R&D is continuing and maybe new solutions will be discovered. David Hall from NI suggests looking at different methods for the downlink and uplink. There are both analog and digital options. This may allow for some improvement.

Satellites for Sale

Satellite networks are the answer, according to what I see and hear. However, most people aren’t so dumb to believe it. How can a satellite solve the problem if dozens of tiny cells can only fix it within a few hundred yards? Satellites in low-Earth orbit (LEO), between 30 and 1200 miles above Earth, will not work. Without heavy-duty equipment, space is not a good place to transmit millimetre waves. A stock promotion company promoted the stock of an Israeli satellite modem manufacturer. They claimed to offer a 5G range solution. However, this is not true.

There is also a lot of satellite work. Space X, Elon Musk’s company, is currently building a large LEO constellation to handle 5G traffic. Starlink is a network that already has 300 satellites orbiting the Earth. Hundreds, if not thousands more, are in development.

Amazon is also building a satellite network called Kuiper System. It can use up to 3,236 LEO satellites and 5G technology. OneWeb, a London-based company, is also creating an LEO network. Facebook also indicated that it is interested in creating its own LEO network.

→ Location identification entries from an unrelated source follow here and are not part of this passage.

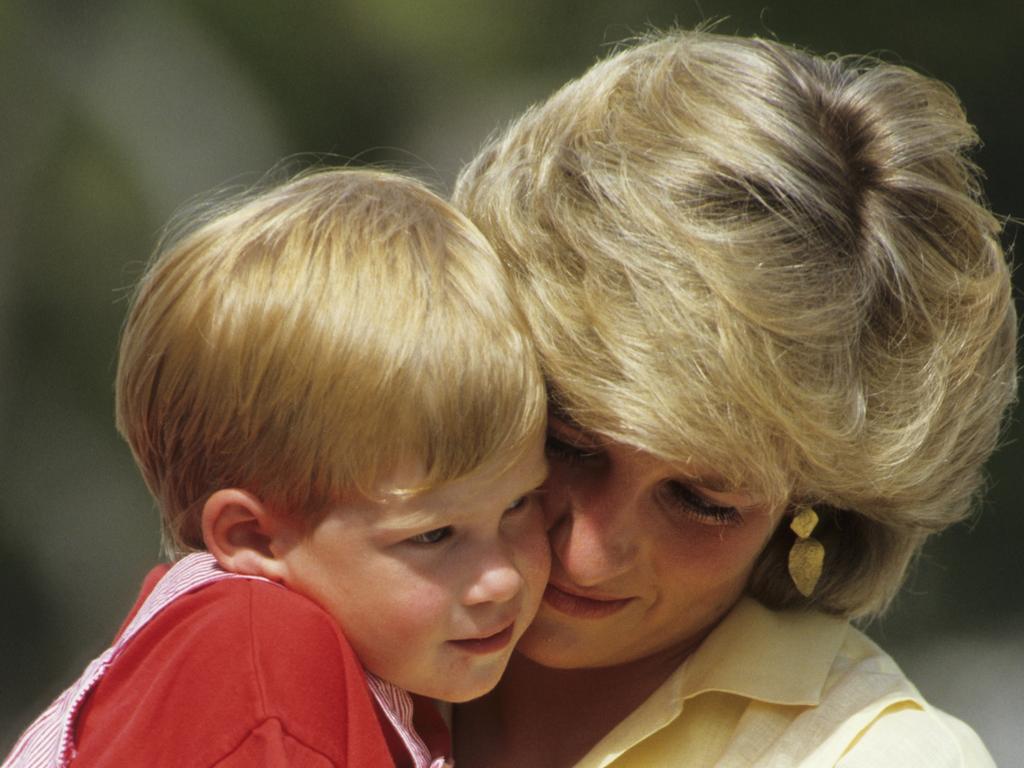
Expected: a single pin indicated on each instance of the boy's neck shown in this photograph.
(549, 718)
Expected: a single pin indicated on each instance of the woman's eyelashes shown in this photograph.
(681, 497)
(435, 536)
(565, 451)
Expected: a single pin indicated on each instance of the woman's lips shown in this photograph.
(583, 607)
(488, 644)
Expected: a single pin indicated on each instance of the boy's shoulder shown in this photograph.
(219, 664)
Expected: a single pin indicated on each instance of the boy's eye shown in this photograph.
(431, 537)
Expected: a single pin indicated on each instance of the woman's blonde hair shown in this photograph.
(306, 340)
(777, 264)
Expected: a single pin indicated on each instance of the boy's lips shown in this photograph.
(487, 643)
(583, 606)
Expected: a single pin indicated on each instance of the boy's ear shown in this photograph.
(243, 534)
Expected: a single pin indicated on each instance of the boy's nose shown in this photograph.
(497, 581)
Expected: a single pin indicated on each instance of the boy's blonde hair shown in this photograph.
(305, 341)
(775, 264)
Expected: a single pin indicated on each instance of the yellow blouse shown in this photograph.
(787, 689)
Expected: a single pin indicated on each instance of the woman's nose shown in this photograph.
(592, 532)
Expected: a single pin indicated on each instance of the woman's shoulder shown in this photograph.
(909, 734)
(881, 718)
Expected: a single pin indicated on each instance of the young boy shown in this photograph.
(331, 395)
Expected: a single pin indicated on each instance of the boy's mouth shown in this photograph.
(487, 644)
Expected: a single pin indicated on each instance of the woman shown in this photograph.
(777, 328)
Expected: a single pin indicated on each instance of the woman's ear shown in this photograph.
(242, 534)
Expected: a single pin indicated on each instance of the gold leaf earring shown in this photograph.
(807, 554)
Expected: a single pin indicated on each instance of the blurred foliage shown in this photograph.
(116, 114)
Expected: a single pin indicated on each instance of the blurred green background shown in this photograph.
(115, 114)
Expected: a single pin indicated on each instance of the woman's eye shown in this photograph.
(431, 537)
(682, 497)
(564, 451)
(517, 504)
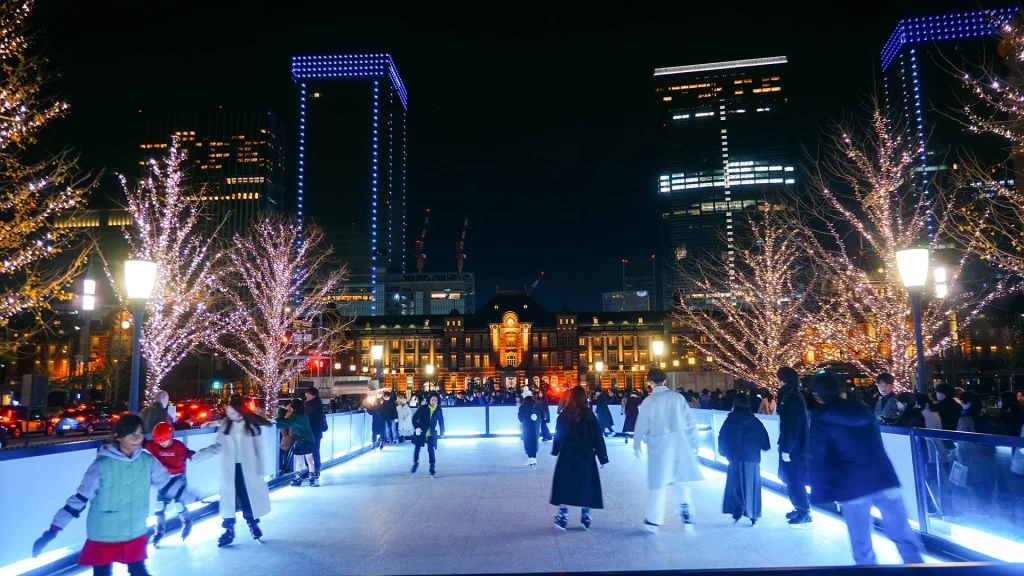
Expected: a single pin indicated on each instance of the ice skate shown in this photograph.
(562, 518)
(226, 538)
(254, 529)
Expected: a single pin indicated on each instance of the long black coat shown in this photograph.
(847, 459)
(530, 426)
(742, 438)
(632, 411)
(577, 482)
(603, 412)
(424, 421)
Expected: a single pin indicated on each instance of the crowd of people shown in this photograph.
(829, 440)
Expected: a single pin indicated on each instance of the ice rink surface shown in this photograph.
(485, 512)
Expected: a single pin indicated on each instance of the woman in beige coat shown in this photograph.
(242, 465)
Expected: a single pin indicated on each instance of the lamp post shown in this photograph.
(377, 353)
(912, 264)
(139, 278)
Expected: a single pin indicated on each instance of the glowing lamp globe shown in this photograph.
(139, 278)
(912, 264)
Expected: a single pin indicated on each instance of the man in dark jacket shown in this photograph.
(157, 412)
(317, 422)
(849, 465)
(792, 410)
(949, 410)
(391, 415)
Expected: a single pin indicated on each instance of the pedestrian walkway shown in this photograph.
(486, 513)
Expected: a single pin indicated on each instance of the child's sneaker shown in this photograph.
(562, 518)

Wow! You can’t say more! Satellites will block the view of the true stars, making them darker. These satellites will pass traffic from hand to hand, but they will require ground stations to distribute that output. Stations located on Earth can be used as backhaul to connect to other 5G networks.

But that doesn’t solve Earth 5G’s problem. Even though 5G phones won’t be able to communicate with the LEO satellites directly (although that is possible with a strong enough 5G phone), future LEO networks will provide worldwide connectivity for standard 5G phones via satellite backhaul uplinks.

Although the satellite picture isn’t complete right now, we will eventually learn more.

Other Questions

Let’s not forget IoT, which uses 5G to connect millions of sensors and controlled devices such as robots and self-driving vehicles. Is 5G reliable enough despite its limited range? How does this work?

However, this is not all. Many concerned organizations and individuals are worried that there will be too much RF radiation from all the 5G satellite sites and millimetre-wave cell sites. This could pose a threat to human health and the climate. Although none of these issues is yet fully proven, we can expect them to be a major topic in the future.

Have you yet bought your 5G smartphone? Perhaps you should wait. I don’t yet have one. It will take years for me to get 5G service here in the boonies. However, the 4G LTE service is great, and I don’t need the millimetre-wave speeds of 5G.

5G still has a long way to go, but AI and other advancements will make it a formidable communications system. Don’t be too optimistic.